Le Pr Brigitte Chabrol, présidente de la Société française de pédiatrie (SFP), se veut rassurante et insiste sur l’importance des liens d’attachement, théorisés par le psychiatre John Bowlby, dans les années 1950. « L’enfant a besoin d’une figure sécure en face de lui, parent biologique ou autre adulte, qui transmette la stabilité, l’affection, la stimulation, l’éducation. Si c’est un couple de même sexe qui donne ces liens d’attachements, l’enfant pourra se construire », analyse la pédiatre. Quelque 20 000 enfants sont victimes de maltraitances chaque année, rappelle-t-elle, notamment dans des familles biologiques. Le Pr Chabrol se démarque du point de vue psychanalytique privilégiant une approche neurologique et comportementaliste du développement des enfants.
L’impossibilité de se forger un récit originaire ? « On observe cela dans toutes les situations d’adoption, quel que soit le couple. Il existe des facteurs de risque - l’adoption met en jeu le système d’attachement précoce, l’homoparentalité bouscule des repères classiques - mais qui ne signifient pas échec. On a vu des enfants développer des capacités d’adaptations supérieures », répond la présidente de la SFP. Pour elle, la sexualité des parents ne présente pas de surrisque et chaque enfant est unique. Le Pr Brigitte Chabrol met en avant son expérience clinique personnelle. Chef du service de pédiatrie spécialisée et médecine infantile à l’hôpital de la Timone à Marseille, elle ne voit que des enfants porteurs de handicaps. « Les enfants élevés par des couples homosexuels arrivent avec leurs deux parents et bénéficient de la même prise en charge. Je n’ai constaté aucun trouble qui pourrait être lié à la sexualité de leurs parents. Nous observons davantage de maltraitance au sein des familles biologiques mais cela s’explique en partie par leur surreprésentation statistique », constate-t-elle.
Quelle est la légitimité des médecins ?
Le Dr Stéphane Nadaud est l’un des premiers pédopsychiatres à avoir mené une étude psychologique et comportementaliste sur des enfants (58 précisément) élevés par des homosexuels, publiée en 2000. L’objectif était de décrire une population de parents homosexuels et les conduites adaptatives des enfants, non de juger de leur bien-être.

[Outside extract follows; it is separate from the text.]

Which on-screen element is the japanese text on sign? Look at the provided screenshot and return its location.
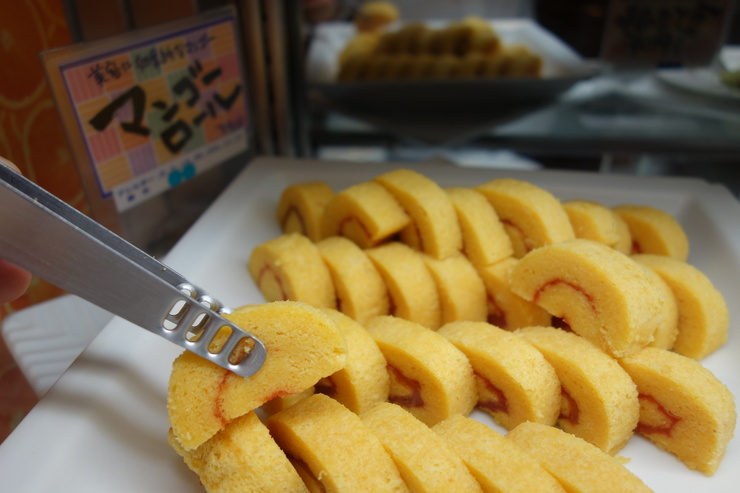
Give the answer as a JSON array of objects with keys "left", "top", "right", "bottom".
[{"left": 61, "top": 14, "right": 249, "bottom": 208}]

Ses conclusions : Les spécificités notables chez les enfants ne sont pas corrélées avec l’homosexualité - qui ne peut être considérée comme un facteur de risque, depuis sa sortie du classement des maladies en 1994. Elles sont davantage à relier avec le mode de parentalité : séparation (quand l’enfant vient d’un contexte hétérosexuel), adoption, PMA, GPA...
Mais le Dr Nadaud se refuse à tout commentaire sur le mariage pour tous. De quel point de vue parle le médecin ? S’interroge-t-il. « En tant que clinicien, le médecin doit accueillir un individu dans sa souffrance sous toutes ses formes. En tant que psychanalyste, il doit s’appuyer sur une clinique. Je ne vois pas quelle légitimité ont les médecins à dire ce que la société devrait être - à moins de se positionner en moraliste », explique-t-il au« Quotidien ».
* Praticien attaché au service de psychiatrie de l’enfant et de l’adolescent de l’hôpital de la Pitié-Salpêtrière à Paris. Auteur de « Je veux papa et maman, père-et-mère congédiés par la loi », Salvator Paris, novembre 2012.